Risk stratification tools like the Well’s and Geneva scores are useful for identifying patients in whom a venous thromboembolism (VTE) can be excluded with a negative D-dimer. This allows for decreased utilization of computed tomographic pulmonary angiography, V/Q scans and lower limb ultrasounds. However, the poor specificity of the D-dimer is associated with more patients getting imaged and the increased identification of sub-segmental clots of questionable significance. Additionally, it has been established the D-dimer levels increase with age further reducing the specificity of the test in patients over 50. Numerous studies have suggested that using an age adjusted D-dimer could improve the specificity of the test while preserving its sensitivity.
D-dimer is a protein fragment found in the blood after a blood clot is broken down by fibrin. Most labs, and thus the vast majority of published studies, report D-dimer in fibrinogen equivalent units (FEUs). The common cutoff for this test is 500 ng/ml. Some laboratories use assays that report D-dimer units (DDU) where the cutoff is commonly set at 230 ng/ml. Thus, roughly 2 FEUs are equal to 1 DDU.
Can an age adjusted D-dimer assay using DDU (cut off 5x age for patients > 50 and 250 ng/ml < 50) be safely used instead of a standard cutoff in the diagnosis of VTE?
All patients evaluated for possible VTE for whom a D-dimer level was sent who presented to the Emergency Department at York Hospital from 11/1/2013 and 7/31/14.
Primary: Diagnosis of VTE (DVT or PE) defined as a positive radiological test
Single center retrospective review
Patients who were not low risk by Wells criteria
- Average age was 54; 43% were male and 79% had symptoms for 1 week
- 1667 had a D-Dimer test sent
- 1649 of those were sent to evaluate for VTE
- PE evaluation: 986
- DVT evaluation: 663
- 1324 were thought to be low risk Wells
- DVT: 384/663
- PE: 940/986
- Of the 1324 low risk Wells, 60 had confirmed VTE
Effect of Age-Adjusted D-dimer (Primary Outcome)
- Use of age-adjusted D-dimer increased proportion of patients in whom VTE could be excluded without imaging
- Standard cut-off: 64.9% with a negative D-dimer (859/1324)
- Age-adjusted cut-off: 74.7% with a negative D-dimer (989/1324)
- Absolute difference = 9.8%
- Additional proportion excluded increased in age > 75
- Standard cut-off: 37.6% with a negative D-dimer (91/242)
- Age-adjusted cut-off: 63.6% with a negative D-dimer (154/242)
- Absolute difference = 26%
- No additional VTE were diagnosed in the group whose dimer went from positive using the standard cutoff to negative with age adjustment
- Of the 130 patients with a negative age adjusted D-Dimer 25 CTPAs, 1 V/Q scan and 52 US were performed all of which were negative
- Uses a D-dimer assay in DDU as opposed to FEU as in other studies
- Commonly used and well validated tools were applied
- Assessed test characteristics in real world clinical setting
- This study took place at a single hospital center.
- The study was a retrospective chart review
- Wells score was only documented in 82% of patients being evaluated for DVT and 12% of patients being evaluated for PE
- Reviewers extracted data to derive the Wels score but were aware of their clinical course, perhaps influencing what Wells group they were placed in
- Limited demographics data reduces generalizability
- Lack of imaging: Only about 50% of D-Dimer + had PE imaging
- The follow up was limited to returns to this particular hospital, no mention of provider phone calls, local health systems data or other ways of tracking patient outcomes were made
“For patients over the age of 50 years suspected of having VTE with a low pretest probability, increasing the D-dimer cut-off level to 5x the age increases the proportion of patients in whom VTE can safely be excluded without radiological imaging.”
Although this retrospective study has significant limitations, it provides evidence that an age adjusted D-dimer did not miss VTE in this group of patient’s.
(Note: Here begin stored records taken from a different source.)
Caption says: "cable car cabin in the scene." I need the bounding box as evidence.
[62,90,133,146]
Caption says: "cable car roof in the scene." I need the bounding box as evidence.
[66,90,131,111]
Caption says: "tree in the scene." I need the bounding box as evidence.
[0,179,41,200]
The effect of the age-adjusted D-dimer was more pronounced in the > 75 year old age group. This confirms the results of prior prospective studies looking at this question and adds to the existing literature through the use of a different assay.
Potential Impact To Current Practice
Emergency providers may consider using an age adjusted D-dimer with either FEUs or DDUs to rule out VTE in patient’s low risk for VTE using Wells criteria.
Use of the age-adjusted D-dimer (with either FEUs or D-dimer units) increases the amount of low risk VTE patients who can be “ruled-out” for VTE without imaging and does not significantly increase false negatives.